Increase is indicated by the icon "↑", decrease - "↓".
The following drugs/combinations had no clinically significant effect on the AUC of rosuvastatin when co-administered: aleglitazar 0.3 mg, 7 days; fenofibrate 67 mg 3 times a day, 7 days; fluconazole 200 mg 1 time a day, 11 days; fosamprenavir 700 mg/ritonavir 100 mg 2 times a day, 8 days; ketoconazole 200 mg 2 times a day, 7 days; rifampin 450 mg 1 time a day, 7 days; silymarin 140 mg 3 times a day, 5 days.

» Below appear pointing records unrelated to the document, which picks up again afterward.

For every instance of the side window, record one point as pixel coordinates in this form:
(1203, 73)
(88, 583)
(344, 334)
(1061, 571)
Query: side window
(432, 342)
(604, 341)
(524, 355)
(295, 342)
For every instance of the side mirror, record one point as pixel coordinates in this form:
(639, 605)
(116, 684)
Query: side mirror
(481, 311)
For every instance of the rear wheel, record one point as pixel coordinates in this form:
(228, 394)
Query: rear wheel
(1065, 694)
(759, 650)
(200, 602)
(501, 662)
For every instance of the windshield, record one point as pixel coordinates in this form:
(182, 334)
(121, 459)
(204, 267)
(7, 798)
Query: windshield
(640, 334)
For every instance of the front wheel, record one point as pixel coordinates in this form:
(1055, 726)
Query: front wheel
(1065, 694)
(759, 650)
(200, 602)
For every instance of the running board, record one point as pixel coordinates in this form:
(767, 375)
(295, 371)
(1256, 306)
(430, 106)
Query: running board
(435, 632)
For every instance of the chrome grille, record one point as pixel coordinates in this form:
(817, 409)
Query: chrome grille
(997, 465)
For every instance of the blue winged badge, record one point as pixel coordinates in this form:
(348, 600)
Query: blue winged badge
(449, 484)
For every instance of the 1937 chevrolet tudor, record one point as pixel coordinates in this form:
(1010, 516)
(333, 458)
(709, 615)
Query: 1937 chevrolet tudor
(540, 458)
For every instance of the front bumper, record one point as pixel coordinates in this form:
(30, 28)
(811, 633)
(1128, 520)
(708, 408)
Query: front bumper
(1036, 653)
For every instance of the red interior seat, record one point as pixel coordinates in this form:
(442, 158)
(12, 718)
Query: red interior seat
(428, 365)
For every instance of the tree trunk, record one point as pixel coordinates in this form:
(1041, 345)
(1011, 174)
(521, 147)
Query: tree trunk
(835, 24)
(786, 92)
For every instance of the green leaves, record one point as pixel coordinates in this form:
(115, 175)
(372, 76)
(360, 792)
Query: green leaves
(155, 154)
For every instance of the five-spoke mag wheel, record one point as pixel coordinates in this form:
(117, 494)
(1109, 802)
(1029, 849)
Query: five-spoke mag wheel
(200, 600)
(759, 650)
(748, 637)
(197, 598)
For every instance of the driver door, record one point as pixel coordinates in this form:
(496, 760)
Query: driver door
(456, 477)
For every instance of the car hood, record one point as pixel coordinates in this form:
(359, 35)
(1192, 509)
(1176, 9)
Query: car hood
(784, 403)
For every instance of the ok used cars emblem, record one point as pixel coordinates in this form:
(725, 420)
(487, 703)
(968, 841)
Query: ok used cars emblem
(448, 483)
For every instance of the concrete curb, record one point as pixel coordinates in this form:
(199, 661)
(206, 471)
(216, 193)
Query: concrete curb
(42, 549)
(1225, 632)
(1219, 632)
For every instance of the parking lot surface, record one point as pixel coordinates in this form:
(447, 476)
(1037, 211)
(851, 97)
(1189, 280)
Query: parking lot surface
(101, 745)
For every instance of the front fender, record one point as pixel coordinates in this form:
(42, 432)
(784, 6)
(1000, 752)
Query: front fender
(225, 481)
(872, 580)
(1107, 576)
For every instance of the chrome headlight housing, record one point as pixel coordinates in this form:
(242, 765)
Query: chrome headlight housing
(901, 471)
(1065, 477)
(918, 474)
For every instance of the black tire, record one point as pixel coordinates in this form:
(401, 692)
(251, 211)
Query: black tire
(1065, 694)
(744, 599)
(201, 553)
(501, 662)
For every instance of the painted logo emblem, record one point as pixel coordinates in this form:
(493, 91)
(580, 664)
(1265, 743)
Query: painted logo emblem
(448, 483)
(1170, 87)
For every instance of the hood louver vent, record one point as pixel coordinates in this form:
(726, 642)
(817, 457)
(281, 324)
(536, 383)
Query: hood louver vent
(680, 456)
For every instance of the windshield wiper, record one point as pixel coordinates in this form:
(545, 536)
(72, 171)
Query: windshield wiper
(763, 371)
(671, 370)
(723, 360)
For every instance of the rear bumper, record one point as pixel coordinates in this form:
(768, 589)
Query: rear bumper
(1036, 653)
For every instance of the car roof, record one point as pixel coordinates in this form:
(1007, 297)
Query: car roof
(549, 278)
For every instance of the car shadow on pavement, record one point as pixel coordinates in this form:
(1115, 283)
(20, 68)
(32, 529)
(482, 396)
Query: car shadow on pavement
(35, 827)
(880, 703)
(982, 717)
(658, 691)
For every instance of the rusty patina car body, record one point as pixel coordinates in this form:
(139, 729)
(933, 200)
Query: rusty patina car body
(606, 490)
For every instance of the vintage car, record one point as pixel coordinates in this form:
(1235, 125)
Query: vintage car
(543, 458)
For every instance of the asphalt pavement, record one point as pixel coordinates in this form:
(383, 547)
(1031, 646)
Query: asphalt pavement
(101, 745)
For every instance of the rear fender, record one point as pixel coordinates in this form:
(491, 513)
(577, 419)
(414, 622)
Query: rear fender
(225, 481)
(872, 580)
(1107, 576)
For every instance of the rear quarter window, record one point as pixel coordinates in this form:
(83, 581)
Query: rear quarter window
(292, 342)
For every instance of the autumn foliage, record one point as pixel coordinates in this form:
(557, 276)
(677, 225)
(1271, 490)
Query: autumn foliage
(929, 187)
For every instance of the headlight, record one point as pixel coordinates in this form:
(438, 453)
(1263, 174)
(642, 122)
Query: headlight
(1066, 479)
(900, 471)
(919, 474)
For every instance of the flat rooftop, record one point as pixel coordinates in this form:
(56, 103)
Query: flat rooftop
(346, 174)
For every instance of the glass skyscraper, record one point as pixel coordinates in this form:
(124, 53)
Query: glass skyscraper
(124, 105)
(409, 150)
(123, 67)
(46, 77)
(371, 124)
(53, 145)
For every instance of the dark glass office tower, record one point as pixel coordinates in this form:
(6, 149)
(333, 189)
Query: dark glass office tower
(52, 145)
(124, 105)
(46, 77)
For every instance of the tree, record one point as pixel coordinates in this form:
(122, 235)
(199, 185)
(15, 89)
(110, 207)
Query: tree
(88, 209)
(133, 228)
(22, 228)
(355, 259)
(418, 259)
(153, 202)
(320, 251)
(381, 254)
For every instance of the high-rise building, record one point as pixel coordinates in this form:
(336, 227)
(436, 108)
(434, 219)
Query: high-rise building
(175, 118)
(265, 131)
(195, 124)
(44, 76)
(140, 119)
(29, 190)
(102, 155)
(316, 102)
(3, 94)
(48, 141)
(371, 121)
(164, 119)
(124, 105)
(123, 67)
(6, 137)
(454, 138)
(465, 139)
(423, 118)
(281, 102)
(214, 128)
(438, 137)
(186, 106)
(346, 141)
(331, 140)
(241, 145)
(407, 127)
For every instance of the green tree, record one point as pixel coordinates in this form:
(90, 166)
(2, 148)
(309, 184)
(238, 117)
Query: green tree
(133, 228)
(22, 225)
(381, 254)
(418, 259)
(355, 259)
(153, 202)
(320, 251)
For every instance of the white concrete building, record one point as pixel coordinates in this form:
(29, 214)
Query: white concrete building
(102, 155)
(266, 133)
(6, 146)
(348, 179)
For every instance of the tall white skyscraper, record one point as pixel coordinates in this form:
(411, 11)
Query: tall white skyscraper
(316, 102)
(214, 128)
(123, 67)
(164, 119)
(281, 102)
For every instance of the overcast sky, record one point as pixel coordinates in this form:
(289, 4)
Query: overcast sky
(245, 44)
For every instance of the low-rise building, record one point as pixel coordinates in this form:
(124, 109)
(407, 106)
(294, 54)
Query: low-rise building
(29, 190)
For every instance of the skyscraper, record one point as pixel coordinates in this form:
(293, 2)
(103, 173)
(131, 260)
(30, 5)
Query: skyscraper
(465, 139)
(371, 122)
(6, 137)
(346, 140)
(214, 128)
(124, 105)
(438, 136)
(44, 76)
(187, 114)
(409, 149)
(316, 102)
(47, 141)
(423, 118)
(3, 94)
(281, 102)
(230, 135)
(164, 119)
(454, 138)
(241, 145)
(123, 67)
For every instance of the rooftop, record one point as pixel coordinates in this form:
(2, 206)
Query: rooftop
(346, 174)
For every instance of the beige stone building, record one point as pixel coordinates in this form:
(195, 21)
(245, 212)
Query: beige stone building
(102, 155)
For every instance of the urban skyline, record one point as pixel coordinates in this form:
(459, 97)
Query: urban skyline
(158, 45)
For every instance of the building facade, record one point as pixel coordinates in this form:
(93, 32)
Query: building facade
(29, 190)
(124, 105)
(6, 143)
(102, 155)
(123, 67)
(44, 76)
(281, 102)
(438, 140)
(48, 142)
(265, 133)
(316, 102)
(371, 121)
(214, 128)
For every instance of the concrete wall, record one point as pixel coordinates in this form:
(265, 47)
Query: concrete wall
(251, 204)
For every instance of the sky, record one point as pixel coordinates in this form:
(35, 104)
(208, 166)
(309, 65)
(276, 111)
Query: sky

Effect of rosuvastatin on concomitant medications
Vitamin K antagonists
As with other HMG-CoA reductase inhibitors, when initiating therapy with rosuvastatin or increasing its dose in patients concomitantly receiving vitamin K antagonists (e.g. warfarin or another coumarin anticoagulant), an increase in the international normalized ratio (INR) may occur. Discontinuation of rosuvastatin or dose reduction may lead to a decrease in INR. In such cases, appropriate monitoring of INR is advisable.
Oral contraceptives/hormone replacement therapy (HRT)
Concomitant use of rosuvastatin and oral contraceptives resulted in an increase in the AUC of ethinylestradiol and norgestrel by 26% and 34%, respectively. Such increases in plasma concentrations should be taken into account when selecting the dose of oral contraceptives. Data on the pharmacokinetics of rosuvastatin and hormone replacement therapy drugs during their concomitant use are not available, so a similar effect cannot be excluded when using such a combination. However, the combination has been widely used in women in clinical trials and was well tolerated.
Other medicines
Digoxin
According to special studies, no clinically significant interaction with digoxin is expected.
Fusidic acid
Interaction studies of rosuvastatin with fusidic acid have not been conducted. The risk of myopathy, including rhabdomyolysis, may be increased by concomitant use of systemic fusidic acid with statins. The mechanism of such an interaction (pharmacodynamic or pharmacokinetic, or both) is not yet clear. There have been reports of rhabdomyolysis (including fatal cases) in patients receiving this combination of drugs. If the use of systemic fusidic acid is necessary, treatment with rosuvastatin should be discontinued for the entire period of treatment with fusidic acid. See also section "Special instructions".
Children
Interaction studies have only been conducted in adults. The extent of interaction in children is unknown.
Application features
Effects on the kidneys
Proteinuria, predominantly tubular in origin, detected by dipstick analysis, has been observed in patients treated with higher doses of rosuvastatin, including 40 mg, and in most cases was transient or intermittent. Proteinuria was not a harbinger of acute or progressive renal disease (see section 4.8). The frequency of reports of serious renal events in post-marketing studies of rosuvastatin is higher with the 40 mg dose. Patients taking rosuvastatin at a dose of 40 mg should have their renal function checked regularly.
Effects on skeletal muscles
Skeletal muscle disorders, such as myalgia, myopathy and, rarely, rhabdomyolysis, have been reported in patients taking rosuvastatin at all doses, particularly above 20 mg. Very rare cases of rhabdomyolysis have been reported when ezetimibe was used in combination with HMG-CoA reductase inhibitors. The possibility of a pharmacodynamic interaction cannot be excluded (see section 4.5), and therefore this combination should be used with caution.
As with other HMG-CoA reductase inhibitors, the incidence of rhabdomyolysis associated with the use of rosuvastatin in the post-marketing period is higher with the 40 mg dose.
Creatine kinase level
Creatine kinase (CK) levels should not be measured after significant exercise or in the presence of possible alternative causes.